Les mots mis en images

Une enquête a montré que 38% des abonnés de L’Express commençaient leur lecture par le supplément Styles. Styles, qui venait en seconde ligne, veut s’assumer aujourd’hui comme un news à part entière, comme L’Express. Il faut le dire, et le montrer.

Parmi les éléments graphiques qui traduisent cela, il y a la colonne mise à l’honneur. Cette colonne qui, au même titre que le papier, la page, la Une, le titre, figure parmi les éléments saillants par lesquels l’objet magazine s’exprime : ne dit-on pas “À longueur de colonnes” comme on dit “Dans les pages des magazines”, “À la Une”, “Faire les gros titres”, “Sur papier glacé” ? Feuilletez L’Express Styles, on est saisi : les colonnes sont partout, même dans les espaces vacants.

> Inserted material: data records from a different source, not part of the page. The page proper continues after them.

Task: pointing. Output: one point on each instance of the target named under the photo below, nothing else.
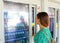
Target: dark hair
(44, 18)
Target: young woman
(44, 35)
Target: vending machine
(16, 22)
(19, 22)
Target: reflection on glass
(16, 25)
(52, 18)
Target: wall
(1, 23)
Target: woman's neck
(41, 26)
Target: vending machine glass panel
(16, 22)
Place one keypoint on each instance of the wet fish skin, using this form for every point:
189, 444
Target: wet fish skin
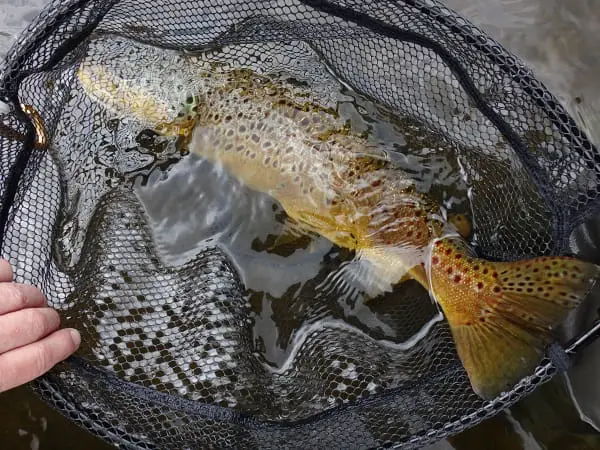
274, 137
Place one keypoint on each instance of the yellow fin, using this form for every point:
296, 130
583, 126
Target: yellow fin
502, 315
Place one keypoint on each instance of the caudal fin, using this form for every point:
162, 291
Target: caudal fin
502, 314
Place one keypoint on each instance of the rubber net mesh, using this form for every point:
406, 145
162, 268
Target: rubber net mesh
177, 299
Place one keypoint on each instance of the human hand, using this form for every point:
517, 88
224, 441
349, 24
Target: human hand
30, 342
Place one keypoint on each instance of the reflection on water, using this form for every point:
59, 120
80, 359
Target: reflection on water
559, 40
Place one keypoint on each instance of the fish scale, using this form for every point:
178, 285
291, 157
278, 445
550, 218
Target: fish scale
273, 136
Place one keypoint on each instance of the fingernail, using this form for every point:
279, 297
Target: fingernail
76, 337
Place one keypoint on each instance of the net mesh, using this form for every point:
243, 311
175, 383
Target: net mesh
174, 352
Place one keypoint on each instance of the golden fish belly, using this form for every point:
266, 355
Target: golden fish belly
330, 181
270, 135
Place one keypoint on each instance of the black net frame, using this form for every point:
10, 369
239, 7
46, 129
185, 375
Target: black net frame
57, 36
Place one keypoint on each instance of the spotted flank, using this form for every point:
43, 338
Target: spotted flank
278, 139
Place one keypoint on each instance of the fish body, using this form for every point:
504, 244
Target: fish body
274, 137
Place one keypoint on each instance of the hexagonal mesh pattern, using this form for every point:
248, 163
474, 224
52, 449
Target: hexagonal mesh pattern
172, 353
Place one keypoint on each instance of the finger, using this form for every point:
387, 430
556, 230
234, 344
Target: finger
23, 327
16, 296
27, 363
6, 273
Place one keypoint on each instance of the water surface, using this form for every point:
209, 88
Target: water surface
559, 39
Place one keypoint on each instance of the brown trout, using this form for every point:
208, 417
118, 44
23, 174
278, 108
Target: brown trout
274, 137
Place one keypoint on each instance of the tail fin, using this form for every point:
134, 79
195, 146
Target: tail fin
502, 314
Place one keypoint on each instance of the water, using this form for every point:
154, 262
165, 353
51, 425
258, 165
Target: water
559, 40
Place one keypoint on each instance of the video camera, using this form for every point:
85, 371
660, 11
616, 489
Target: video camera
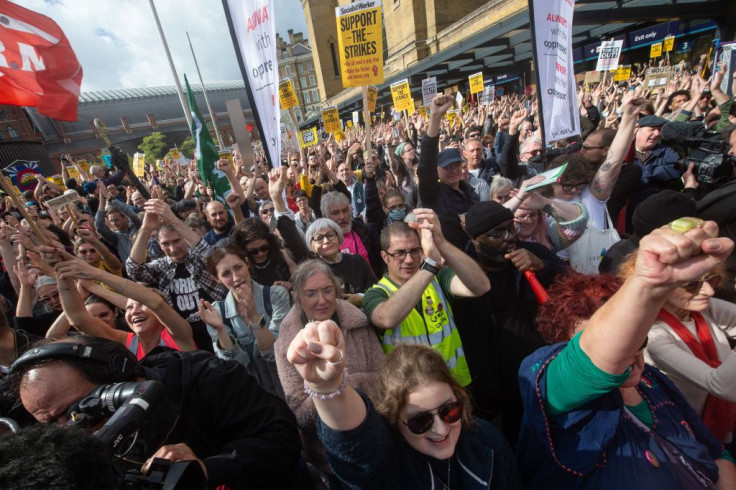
128, 405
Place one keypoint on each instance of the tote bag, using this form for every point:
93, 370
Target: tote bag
586, 253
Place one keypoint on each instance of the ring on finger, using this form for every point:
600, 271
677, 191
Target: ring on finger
339, 361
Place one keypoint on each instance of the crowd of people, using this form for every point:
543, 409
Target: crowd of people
413, 306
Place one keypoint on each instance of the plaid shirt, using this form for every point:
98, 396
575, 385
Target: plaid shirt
161, 272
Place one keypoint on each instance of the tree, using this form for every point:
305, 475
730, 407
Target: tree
154, 146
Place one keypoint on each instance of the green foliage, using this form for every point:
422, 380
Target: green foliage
154, 146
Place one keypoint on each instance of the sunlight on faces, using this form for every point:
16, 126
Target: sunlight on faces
438, 442
318, 297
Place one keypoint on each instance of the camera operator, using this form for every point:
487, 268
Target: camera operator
212, 412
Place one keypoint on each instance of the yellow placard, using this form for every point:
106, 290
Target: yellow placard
331, 120
308, 138
73, 173
372, 96
139, 164
669, 44
401, 93
359, 36
622, 73
476, 83
287, 94
656, 50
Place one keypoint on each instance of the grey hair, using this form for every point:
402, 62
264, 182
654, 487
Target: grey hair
498, 182
306, 270
319, 225
333, 199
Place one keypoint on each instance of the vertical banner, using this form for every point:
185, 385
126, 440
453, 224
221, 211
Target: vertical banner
372, 93
360, 39
429, 90
253, 30
551, 23
401, 94
331, 120
476, 83
287, 94
608, 55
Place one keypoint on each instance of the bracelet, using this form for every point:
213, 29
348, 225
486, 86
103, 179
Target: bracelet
327, 396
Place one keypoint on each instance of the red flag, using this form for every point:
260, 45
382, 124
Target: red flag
37, 65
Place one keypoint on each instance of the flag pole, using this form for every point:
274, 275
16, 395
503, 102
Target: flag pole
206, 99
171, 65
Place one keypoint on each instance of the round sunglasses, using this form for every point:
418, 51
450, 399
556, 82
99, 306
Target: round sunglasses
421, 422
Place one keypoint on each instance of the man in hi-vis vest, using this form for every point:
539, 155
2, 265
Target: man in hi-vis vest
411, 303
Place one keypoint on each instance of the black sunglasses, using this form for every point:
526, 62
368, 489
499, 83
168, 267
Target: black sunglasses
253, 251
449, 413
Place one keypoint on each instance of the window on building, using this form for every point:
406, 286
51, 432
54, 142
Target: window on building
335, 62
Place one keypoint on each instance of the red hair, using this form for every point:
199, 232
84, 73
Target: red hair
573, 297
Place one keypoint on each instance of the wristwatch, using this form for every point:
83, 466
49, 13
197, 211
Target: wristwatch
430, 265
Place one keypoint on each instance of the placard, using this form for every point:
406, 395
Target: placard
360, 39
331, 120
287, 94
429, 90
476, 82
401, 94
308, 138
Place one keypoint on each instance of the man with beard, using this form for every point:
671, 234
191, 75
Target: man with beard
412, 303
495, 354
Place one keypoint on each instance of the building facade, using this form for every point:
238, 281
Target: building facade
296, 62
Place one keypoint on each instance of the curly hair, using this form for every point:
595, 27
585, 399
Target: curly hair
407, 368
573, 297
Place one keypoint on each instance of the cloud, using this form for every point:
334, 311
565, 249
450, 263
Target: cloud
118, 44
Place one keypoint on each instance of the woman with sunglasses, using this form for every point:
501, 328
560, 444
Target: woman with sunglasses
595, 415
416, 433
690, 342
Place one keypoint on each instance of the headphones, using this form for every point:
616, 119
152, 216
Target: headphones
120, 362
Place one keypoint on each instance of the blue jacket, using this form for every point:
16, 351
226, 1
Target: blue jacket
598, 445
375, 456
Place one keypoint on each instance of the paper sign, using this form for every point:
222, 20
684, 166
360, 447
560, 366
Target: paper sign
656, 50
308, 138
139, 164
669, 44
372, 96
70, 197
401, 94
550, 177
608, 55
331, 120
360, 39
476, 83
429, 90
287, 94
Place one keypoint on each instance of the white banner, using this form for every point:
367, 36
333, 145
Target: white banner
429, 90
253, 22
608, 54
552, 27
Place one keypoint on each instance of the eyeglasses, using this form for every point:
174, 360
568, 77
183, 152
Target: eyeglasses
254, 251
503, 235
48, 299
400, 255
694, 287
567, 187
320, 238
420, 423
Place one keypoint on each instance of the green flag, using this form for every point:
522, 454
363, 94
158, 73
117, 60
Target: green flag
206, 151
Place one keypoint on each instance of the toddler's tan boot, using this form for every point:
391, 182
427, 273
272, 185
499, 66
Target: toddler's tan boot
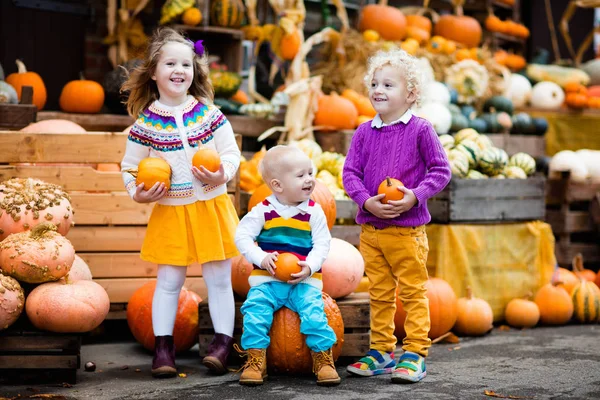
324, 368
255, 369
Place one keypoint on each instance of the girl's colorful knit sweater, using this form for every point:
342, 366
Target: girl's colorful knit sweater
174, 134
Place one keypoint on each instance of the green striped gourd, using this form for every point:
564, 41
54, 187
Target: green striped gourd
467, 133
471, 150
586, 302
493, 161
514, 172
447, 141
459, 163
227, 13
476, 175
484, 142
523, 161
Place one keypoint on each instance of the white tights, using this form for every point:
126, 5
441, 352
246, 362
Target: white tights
170, 279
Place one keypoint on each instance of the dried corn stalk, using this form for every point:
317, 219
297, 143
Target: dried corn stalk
303, 92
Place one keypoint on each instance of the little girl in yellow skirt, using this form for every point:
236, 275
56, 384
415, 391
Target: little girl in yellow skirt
193, 220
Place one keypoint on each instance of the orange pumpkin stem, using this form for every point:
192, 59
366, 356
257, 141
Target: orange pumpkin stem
40, 230
21, 67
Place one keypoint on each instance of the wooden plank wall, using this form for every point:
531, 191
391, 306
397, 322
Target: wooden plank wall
109, 226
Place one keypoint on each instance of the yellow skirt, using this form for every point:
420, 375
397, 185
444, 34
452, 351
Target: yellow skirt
200, 232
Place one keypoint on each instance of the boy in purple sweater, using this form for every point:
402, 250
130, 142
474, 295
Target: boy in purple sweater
393, 241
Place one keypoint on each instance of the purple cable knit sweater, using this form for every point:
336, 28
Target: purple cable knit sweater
409, 152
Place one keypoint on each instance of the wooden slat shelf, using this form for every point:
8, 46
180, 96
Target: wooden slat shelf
236, 33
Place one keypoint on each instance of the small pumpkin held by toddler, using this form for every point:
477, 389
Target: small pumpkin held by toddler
389, 187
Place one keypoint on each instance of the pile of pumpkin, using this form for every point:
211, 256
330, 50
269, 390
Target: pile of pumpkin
473, 156
570, 295
39, 270
78, 96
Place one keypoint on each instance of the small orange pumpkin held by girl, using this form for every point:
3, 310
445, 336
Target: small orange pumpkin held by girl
389, 187
287, 264
208, 158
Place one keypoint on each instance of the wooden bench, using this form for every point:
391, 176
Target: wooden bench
30, 355
109, 226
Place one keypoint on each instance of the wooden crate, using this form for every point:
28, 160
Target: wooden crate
355, 313
489, 201
17, 116
27, 353
570, 210
109, 226
535, 146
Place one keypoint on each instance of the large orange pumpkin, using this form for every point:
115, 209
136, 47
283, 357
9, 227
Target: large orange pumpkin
63, 306
36, 256
419, 21
240, 272
522, 313
152, 170
25, 78
320, 195
389, 22
290, 45
362, 103
443, 309
335, 112
288, 352
12, 301
460, 28
556, 306
475, 316
566, 279
343, 269
82, 96
139, 317
52, 205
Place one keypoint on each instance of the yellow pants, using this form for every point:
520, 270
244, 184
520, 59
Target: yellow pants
395, 260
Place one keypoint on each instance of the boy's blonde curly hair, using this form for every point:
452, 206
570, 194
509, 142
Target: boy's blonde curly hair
401, 60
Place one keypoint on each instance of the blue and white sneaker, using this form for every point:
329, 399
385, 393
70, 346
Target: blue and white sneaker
410, 368
374, 363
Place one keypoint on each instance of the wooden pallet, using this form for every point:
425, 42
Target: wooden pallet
355, 313
28, 354
109, 226
489, 201
570, 211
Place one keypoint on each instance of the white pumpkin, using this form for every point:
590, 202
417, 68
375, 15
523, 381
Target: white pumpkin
435, 92
568, 160
519, 90
591, 160
547, 96
438, 114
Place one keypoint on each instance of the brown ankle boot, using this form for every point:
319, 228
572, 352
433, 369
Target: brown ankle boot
163, 363
217, 353
324, 368
255, 368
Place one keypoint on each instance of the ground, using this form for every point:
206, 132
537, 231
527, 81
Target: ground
541, 363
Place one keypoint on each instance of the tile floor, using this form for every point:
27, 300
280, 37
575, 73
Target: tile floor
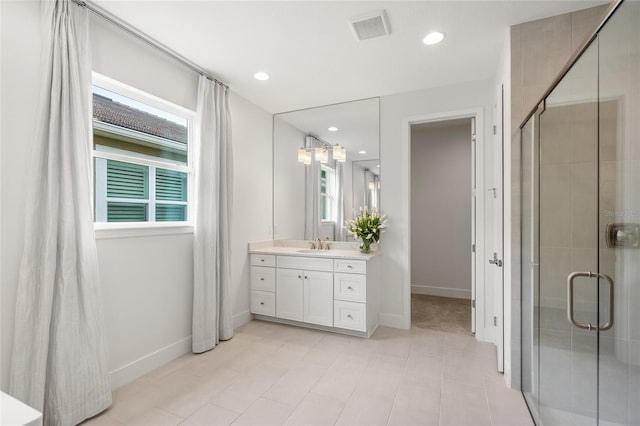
271, 374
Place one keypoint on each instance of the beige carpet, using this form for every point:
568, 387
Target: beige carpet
441, 313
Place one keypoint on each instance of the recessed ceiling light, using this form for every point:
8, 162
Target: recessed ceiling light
433, 38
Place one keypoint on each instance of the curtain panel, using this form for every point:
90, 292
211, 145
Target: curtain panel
212, 296
59, 361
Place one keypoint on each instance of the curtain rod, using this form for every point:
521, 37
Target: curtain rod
112, 19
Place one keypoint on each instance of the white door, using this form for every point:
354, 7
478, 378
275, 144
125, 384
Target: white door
473, 225
289, 291
318, 298
497, 236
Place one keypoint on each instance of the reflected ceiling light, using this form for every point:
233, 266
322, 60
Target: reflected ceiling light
261, 76
339, 153
322, 154
432, 38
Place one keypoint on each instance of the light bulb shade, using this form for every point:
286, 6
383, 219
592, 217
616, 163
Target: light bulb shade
339, 153
322, 154
302, 155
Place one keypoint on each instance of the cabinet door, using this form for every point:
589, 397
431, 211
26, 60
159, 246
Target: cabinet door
318, 298
289, 290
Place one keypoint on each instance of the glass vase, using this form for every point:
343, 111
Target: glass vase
365, 246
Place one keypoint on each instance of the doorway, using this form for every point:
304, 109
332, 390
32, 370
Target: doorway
442, 224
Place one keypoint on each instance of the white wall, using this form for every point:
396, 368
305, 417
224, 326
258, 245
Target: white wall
441, 209
395, 182
288, 182
146, 280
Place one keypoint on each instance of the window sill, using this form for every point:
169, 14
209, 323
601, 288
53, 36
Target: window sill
132, 230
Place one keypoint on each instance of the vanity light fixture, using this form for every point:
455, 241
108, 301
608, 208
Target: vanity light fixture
432, 38
261, 76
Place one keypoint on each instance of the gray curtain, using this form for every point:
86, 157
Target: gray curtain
59, 363
312, 221
212, 296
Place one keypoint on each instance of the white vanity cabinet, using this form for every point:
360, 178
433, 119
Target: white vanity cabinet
263, 284
331, 293
304, 289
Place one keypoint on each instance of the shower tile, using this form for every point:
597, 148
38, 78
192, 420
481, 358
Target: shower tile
548, 45
634, 382
584, 205
614, 376
555, 206
555, 266
584, 364
555, 369
556, 135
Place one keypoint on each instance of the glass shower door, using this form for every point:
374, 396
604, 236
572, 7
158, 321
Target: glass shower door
568, 244
619, 216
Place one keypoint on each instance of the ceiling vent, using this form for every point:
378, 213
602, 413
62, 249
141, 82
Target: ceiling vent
370, 25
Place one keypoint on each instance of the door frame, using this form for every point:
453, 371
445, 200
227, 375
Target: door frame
484, 332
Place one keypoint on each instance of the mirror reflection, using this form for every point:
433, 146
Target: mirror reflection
326, 166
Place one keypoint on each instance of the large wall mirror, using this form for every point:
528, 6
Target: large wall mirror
326, 166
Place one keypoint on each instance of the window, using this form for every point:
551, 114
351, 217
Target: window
327, 194
141, 146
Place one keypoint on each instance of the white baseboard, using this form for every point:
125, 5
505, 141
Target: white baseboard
138, 368
392, 320
241, 319
441, 291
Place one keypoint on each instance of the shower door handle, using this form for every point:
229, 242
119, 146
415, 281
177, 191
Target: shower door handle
588, 326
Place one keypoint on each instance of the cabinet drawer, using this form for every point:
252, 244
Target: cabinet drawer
263, 303
350, 287
263, 278
350, 266
350, 315
306, 263
263, 260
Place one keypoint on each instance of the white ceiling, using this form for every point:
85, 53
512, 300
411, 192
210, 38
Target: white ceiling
310, 52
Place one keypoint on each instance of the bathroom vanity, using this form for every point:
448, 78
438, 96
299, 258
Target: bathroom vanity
334, 290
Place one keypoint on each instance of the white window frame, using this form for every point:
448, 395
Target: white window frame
148, 227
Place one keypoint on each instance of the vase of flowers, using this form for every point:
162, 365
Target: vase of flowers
367, 226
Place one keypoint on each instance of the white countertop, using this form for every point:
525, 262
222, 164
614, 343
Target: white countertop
305, 251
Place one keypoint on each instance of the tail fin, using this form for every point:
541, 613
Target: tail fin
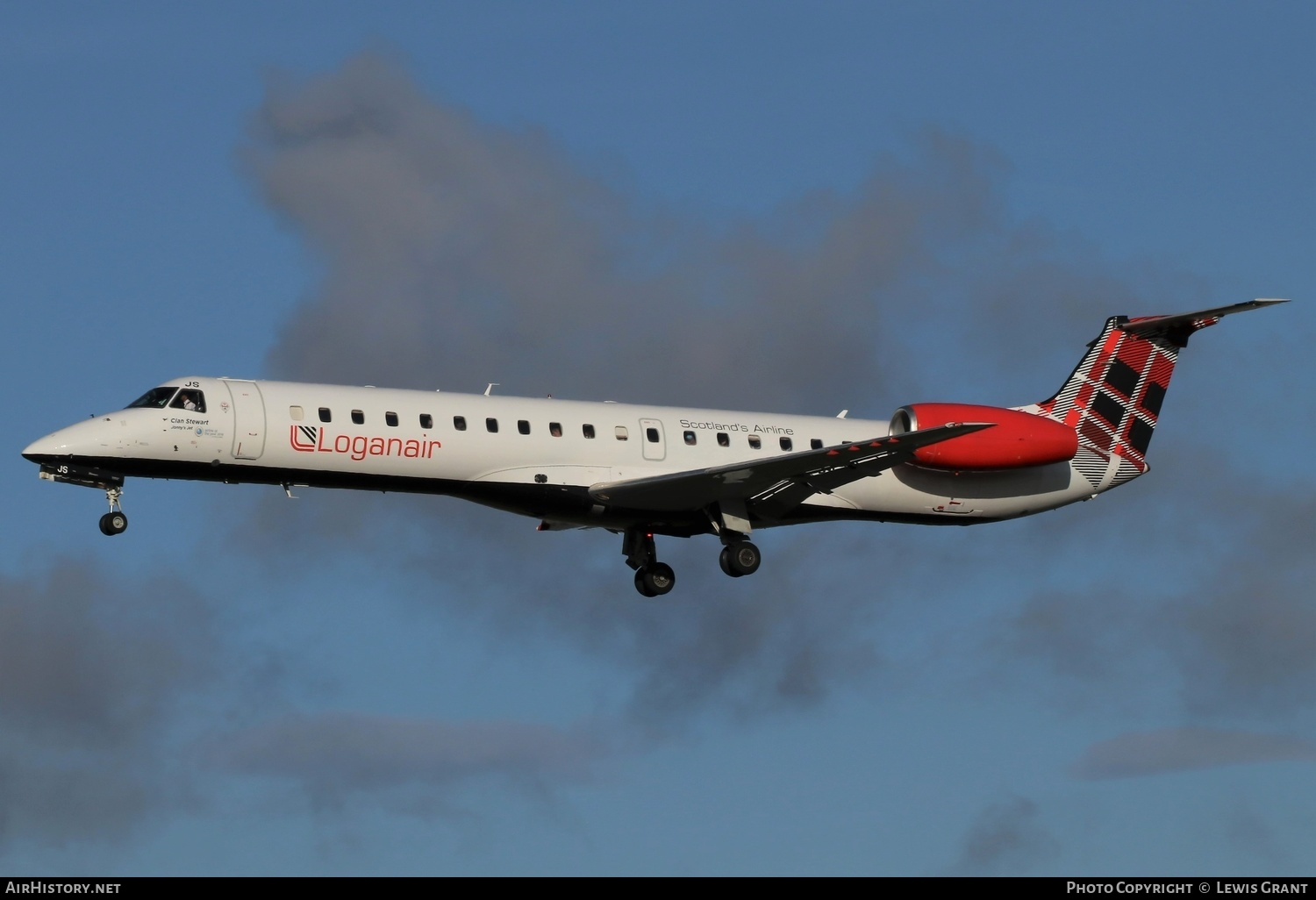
1113, 396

Autre indice, la généralisation de ces aplats blancs qui ouvrent la voie aux caractères typographiques comme on déroule le tapis rouge. Les titres qui mordent sur l’image, c’est terminé. Désormais, rien ne sera plus écrit que “noir sur blanc”. Le noir sur blanc, c’est place à l’info pure et dure !

Il y a aussi ces pages d’ouverture qui rythment le magazine comme des mini-Unes : “Styles Tentations”, “Styles Magazine”, “Styles Modes de vie”.

Bref, L’Express Styles est un news magazine, féminin, d’influence, dans cet ordre. C’est là LA nuance par rapport à Grazia, qui se dit plutôt féminin d’actu.

Concurrencer Grazia, oui, mais en gardant ses atouts : l’actu avant tout.